99年に売場面積1000㎡の店舗を出店すると次第に店舗サイズを拡大、2003年には2000㎡での出店を開始し、このころから現在のモデル(郊外立地、EDLP〈エブリデー・ロープライス〉、食品強化)を確立しはじめる。加速度的な出店拡大によって売上高も急増。04年に東証マザーズ市場上場、05年に福岡県福岡市に本社機能を移転、06年には東証一部上場と階段を駆け上がっていった。それと前後して、地盤としていた九州から飛び出し、四国、関西、中部、関東の順にドミナントエリアを構築。延岡発祥の薬局は、全国チェーンのDgS企業に成長したのだ。
ちなみに16年には、米ビジネス誌『フォーブス』日本版の「16年度版長者番付」において、宇野会長が資産額約1751億円で24位にランクインしたことが報じられたが、最新の22年度版では同約2520億円(23位)となっている。あくまでも同番付上での比較になるが、これはZOZO創業者の前澤友作氏(27位、約2200億円)や、メディア大手サイバーエージェント社長の藤田晋氏(40位、約1500億円)よりも多い。

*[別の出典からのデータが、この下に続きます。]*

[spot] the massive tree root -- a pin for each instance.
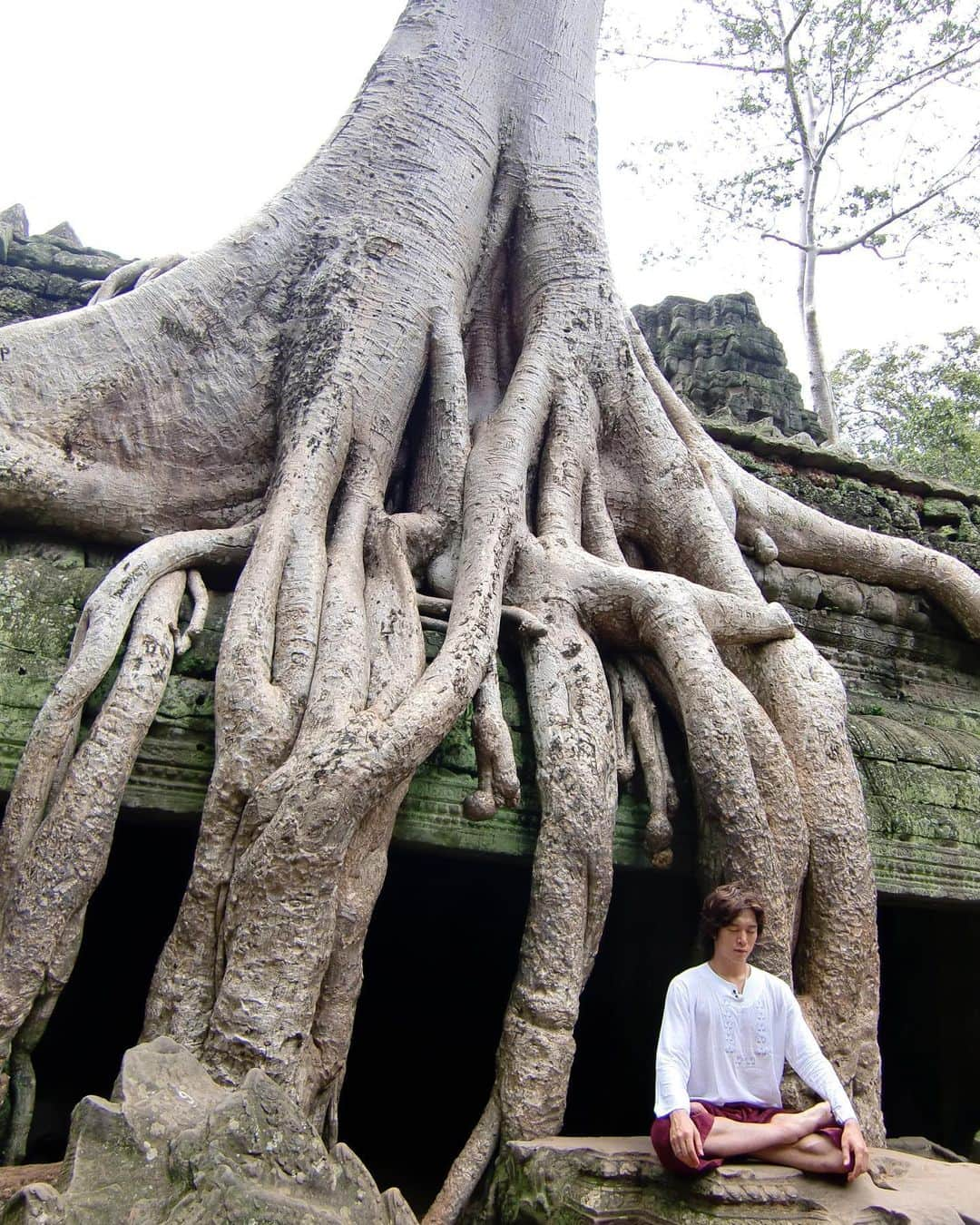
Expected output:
(410, 381)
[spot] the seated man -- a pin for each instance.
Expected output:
(728, 1028)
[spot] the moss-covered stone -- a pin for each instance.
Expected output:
(913, 682)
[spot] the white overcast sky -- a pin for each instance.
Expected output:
(158, 128)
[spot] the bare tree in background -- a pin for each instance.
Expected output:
(848, 126)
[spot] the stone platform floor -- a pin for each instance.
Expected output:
(569, 1179)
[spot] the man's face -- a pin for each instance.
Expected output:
(737, 941)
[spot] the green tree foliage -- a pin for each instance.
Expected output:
(850, 125)
(916, 407)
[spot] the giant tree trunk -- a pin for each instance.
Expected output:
(409, 382)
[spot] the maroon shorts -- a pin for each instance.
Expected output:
(704, 1120)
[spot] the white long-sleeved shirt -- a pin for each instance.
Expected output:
(721, 1046)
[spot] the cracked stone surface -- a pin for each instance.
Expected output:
(571, 1180)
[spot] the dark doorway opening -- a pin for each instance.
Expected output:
(440, 959)
(930, 1017)
(101, 1011)
(651, 935)
(438, 963)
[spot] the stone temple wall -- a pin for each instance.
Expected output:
(913, 680)
(727, 361)
(45, 273)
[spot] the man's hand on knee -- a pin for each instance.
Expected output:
(853, 1148)
(685, 1138)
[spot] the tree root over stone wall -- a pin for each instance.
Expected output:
(410, 374)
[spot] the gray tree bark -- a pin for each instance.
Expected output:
(410, 380)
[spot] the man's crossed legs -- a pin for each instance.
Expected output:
(808, 1140)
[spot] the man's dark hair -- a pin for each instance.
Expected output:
(723, 904)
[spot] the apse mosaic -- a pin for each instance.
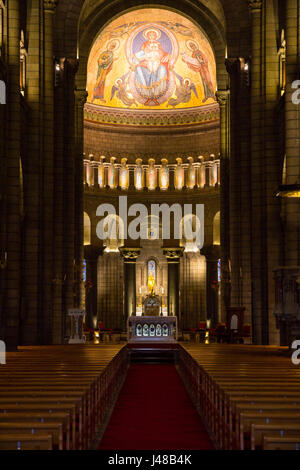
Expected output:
(151, 59)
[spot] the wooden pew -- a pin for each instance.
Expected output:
(36, 418)
(47, 381)
(281, 443)
(229, 382)
(55, 429)
(25, 442)
(260, 431)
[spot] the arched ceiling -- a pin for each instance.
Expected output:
(230, 16)
(151, 58)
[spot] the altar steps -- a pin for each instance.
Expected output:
(152, 356)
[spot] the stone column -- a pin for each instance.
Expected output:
(91, 255)
(80, 100)
(257, 185)
(173, 256)
(212, 255)
(69, 296)
(48, 179)
(13, 259)
(292, 134)
(130, 256)
(223, 100)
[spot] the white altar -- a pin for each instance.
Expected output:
(149, 329)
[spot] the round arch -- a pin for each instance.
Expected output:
(91, 25)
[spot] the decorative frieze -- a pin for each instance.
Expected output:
(160, 118)
(50, 6)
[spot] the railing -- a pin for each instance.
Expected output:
(158, 329)
(112, 175)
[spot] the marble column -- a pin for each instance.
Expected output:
(259, 323)
(12, 258)
(91, 255)
(80, 100)
(173, 256)
(292, 134)
(212, 255)
(223, 100)
(130, 256)
(69, 300)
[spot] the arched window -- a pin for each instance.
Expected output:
(84, 270)
(151, 275)
(87, 229)
(216, 229)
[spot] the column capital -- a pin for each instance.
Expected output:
(233, 65)
(211, 252)
(222, 97)
(81, 97)
(129, 254)
(255, 6)
(72, 63)
(50, 6)
(173, 255)
(92, 252)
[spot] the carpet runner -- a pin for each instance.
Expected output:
(154, 411)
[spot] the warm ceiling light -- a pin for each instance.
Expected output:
(289, 190)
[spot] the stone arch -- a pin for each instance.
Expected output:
(216, 229)
(87, 228)
(90, 27)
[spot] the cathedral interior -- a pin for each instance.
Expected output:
(150, 221)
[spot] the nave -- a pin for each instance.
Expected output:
(231, 397)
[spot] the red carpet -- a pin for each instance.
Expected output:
(154, 411)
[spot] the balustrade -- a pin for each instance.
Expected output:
(150, 176)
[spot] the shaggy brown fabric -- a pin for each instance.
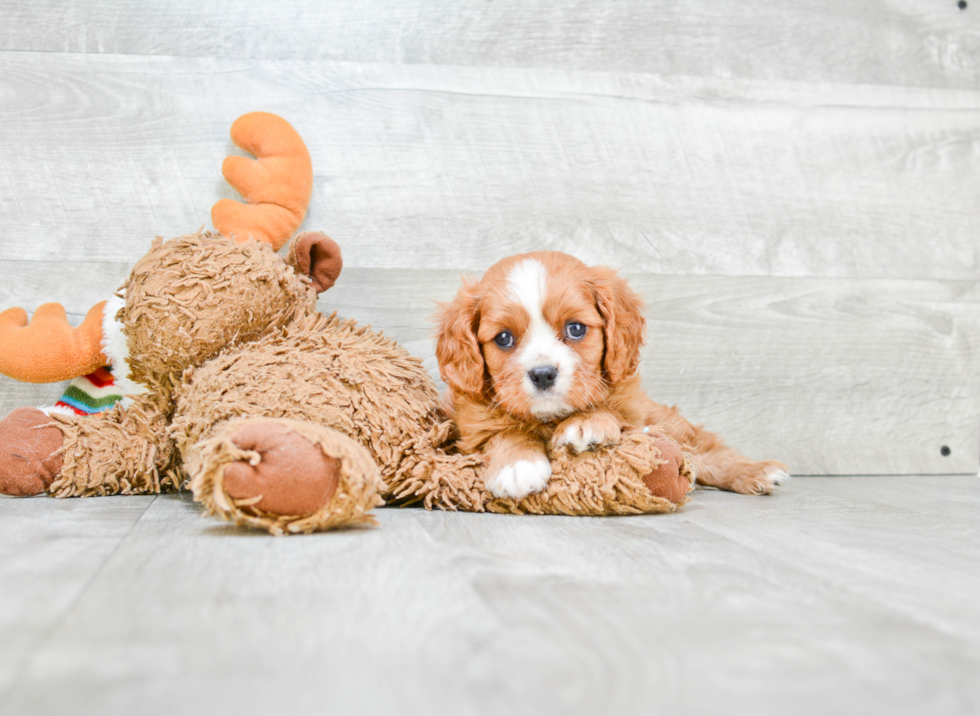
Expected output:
(30, 452)
(226, 337)
(609, 481)
(121, 451)
(192, 297)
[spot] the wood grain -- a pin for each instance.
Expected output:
(455, 167)
(927, 43)
(820, 599)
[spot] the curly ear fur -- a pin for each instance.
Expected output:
(457, 347)
(621, 309)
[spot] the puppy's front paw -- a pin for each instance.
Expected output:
(587, 432)
(520, 479)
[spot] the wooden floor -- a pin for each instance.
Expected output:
(836, 596)
(792, 186)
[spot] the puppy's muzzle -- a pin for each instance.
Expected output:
(543, 377)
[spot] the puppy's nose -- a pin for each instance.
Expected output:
(543, 376)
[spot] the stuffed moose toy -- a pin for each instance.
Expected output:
(274, 415)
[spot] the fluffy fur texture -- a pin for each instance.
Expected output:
(225, 341)
(542, 354)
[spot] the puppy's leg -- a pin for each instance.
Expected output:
(714, 463)
(587, 431)
(516, 465)
(728, 469)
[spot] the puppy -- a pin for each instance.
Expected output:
(545, 350)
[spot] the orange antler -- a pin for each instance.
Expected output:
(49, 349)
(276, 184)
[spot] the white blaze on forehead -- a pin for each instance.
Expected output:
(528, 282)
(541, 344)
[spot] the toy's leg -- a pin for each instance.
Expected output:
(118, 451)
(285, 476)
(30, 452)
(714, 463)
(643, 473)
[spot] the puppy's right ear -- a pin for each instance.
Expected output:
(457, 347)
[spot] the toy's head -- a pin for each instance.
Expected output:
(191, 297)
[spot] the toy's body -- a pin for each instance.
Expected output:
(275, 415)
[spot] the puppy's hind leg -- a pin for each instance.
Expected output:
(714, 463)
(727, 469)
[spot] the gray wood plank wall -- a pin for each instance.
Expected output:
(793, 186)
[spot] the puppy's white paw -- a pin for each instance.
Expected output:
(587, 434)
(777, 476)
(520, 478)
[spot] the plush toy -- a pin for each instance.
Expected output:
(275, 415)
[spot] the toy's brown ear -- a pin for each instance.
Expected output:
(318, 256)
(621, 309)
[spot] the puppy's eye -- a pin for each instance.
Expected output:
(504, 339)
(575, 331)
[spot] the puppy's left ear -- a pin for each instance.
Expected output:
(457, 346)
(621, 309)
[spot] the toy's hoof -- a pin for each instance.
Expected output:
(668, 480)
(290, 475)
(29, 452)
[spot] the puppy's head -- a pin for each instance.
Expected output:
(542, 335)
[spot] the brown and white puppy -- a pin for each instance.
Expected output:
(546, 349)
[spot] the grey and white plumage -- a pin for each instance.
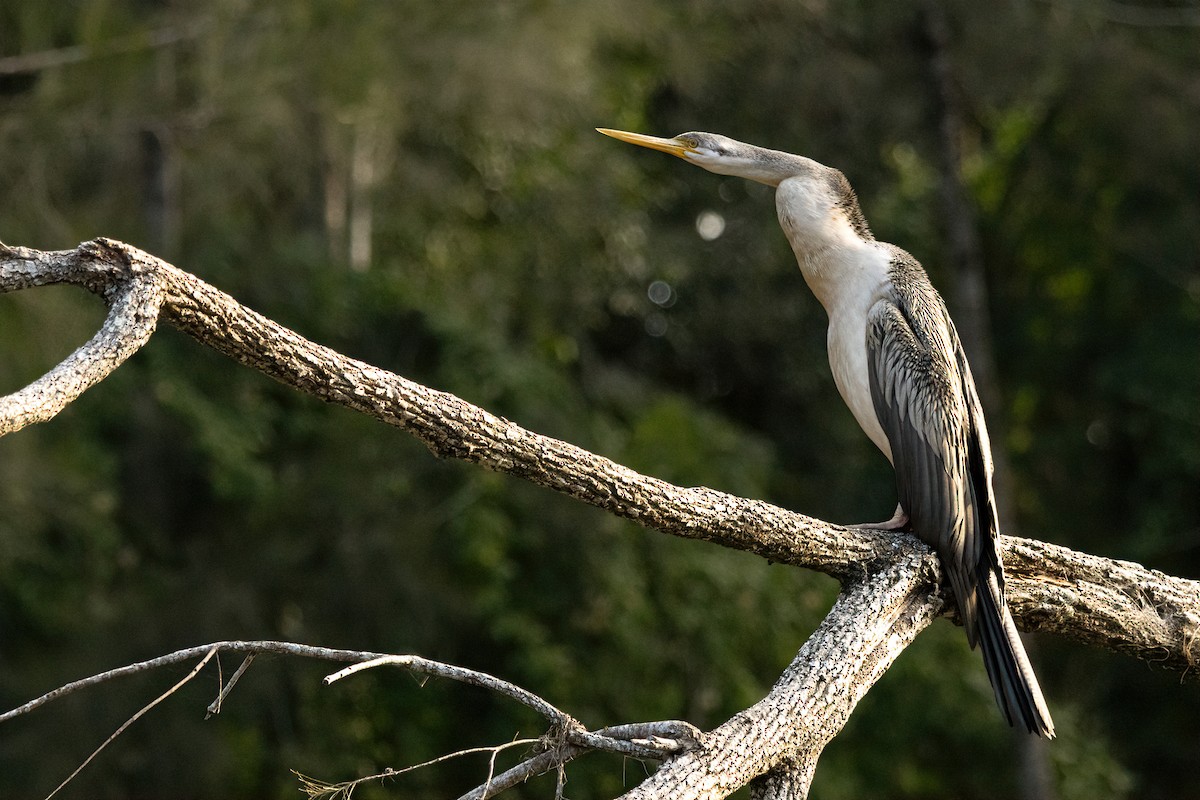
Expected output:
(898, 364)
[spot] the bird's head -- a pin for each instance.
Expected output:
(719, 154)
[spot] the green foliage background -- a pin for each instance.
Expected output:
(511, 250)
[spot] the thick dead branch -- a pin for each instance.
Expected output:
(888, 579)
(1114, 605)
(781, 735)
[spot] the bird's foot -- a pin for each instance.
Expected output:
(899, 521)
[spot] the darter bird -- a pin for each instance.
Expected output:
(898, 364)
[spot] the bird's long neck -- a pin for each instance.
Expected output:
(838, 256)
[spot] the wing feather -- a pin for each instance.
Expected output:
(916, 376)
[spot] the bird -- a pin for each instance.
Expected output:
(898, 364)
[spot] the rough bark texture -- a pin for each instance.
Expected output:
(889, 579)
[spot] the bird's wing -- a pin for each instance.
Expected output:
(930, 416)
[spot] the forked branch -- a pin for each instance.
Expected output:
(888, 579)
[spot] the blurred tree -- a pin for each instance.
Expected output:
(418, 185)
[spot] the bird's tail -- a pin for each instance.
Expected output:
(1008, 667)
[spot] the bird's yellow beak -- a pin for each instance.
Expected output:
(675, 146)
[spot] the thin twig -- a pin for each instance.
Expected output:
(465, 675)
(315, 788)
(187, 654)
(215, 707)
(133, 719)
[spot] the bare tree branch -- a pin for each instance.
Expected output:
(873, 621)
(888, 579)
(1115, 605)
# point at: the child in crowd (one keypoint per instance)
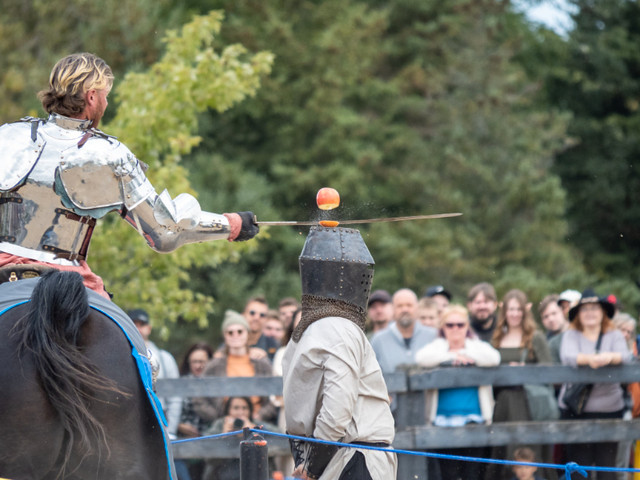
(525, 472)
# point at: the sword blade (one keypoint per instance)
(364, 220)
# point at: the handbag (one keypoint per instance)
(576, 394)
(541, 399)
(542, 402)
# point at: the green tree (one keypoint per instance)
(596, 78)
(405, 108)
(127, 33)
(157, 120)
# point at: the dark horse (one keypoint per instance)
(72, 405)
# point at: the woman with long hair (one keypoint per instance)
(519, 341)
(457, 345)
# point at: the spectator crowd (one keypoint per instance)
(573, 328)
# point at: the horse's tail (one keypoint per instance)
(58, 308)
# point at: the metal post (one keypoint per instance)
(254, 457)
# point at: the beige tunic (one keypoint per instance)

創業から約50年でここまでの成長を遂げ、DgSはおろか国内小売市場全体で見ても大きな存在感を示すコスモス薬品だが、その全貌はベールに包まれている。メディアに向けた公式な発信は半期に1回の決算説明のみ。その他、店舗や経営層への取材は原則としてNGが貫かれている。そして店舗でも「撮影禁止」「同業者の調査禁止」を知らせる掲示が大きく出されており、“寄せ付けないオーラ”を放っている。
そこで本誌編集部は、元従業員やメーカーの元営業担当者など複数の関係者に接触を試み、コスモス薬品の内情を聞き出した。断片的ながらさまざまな情報から見えてきたのは、ほかの小売企業とは一線を画した独自の“コスモス文化”だった。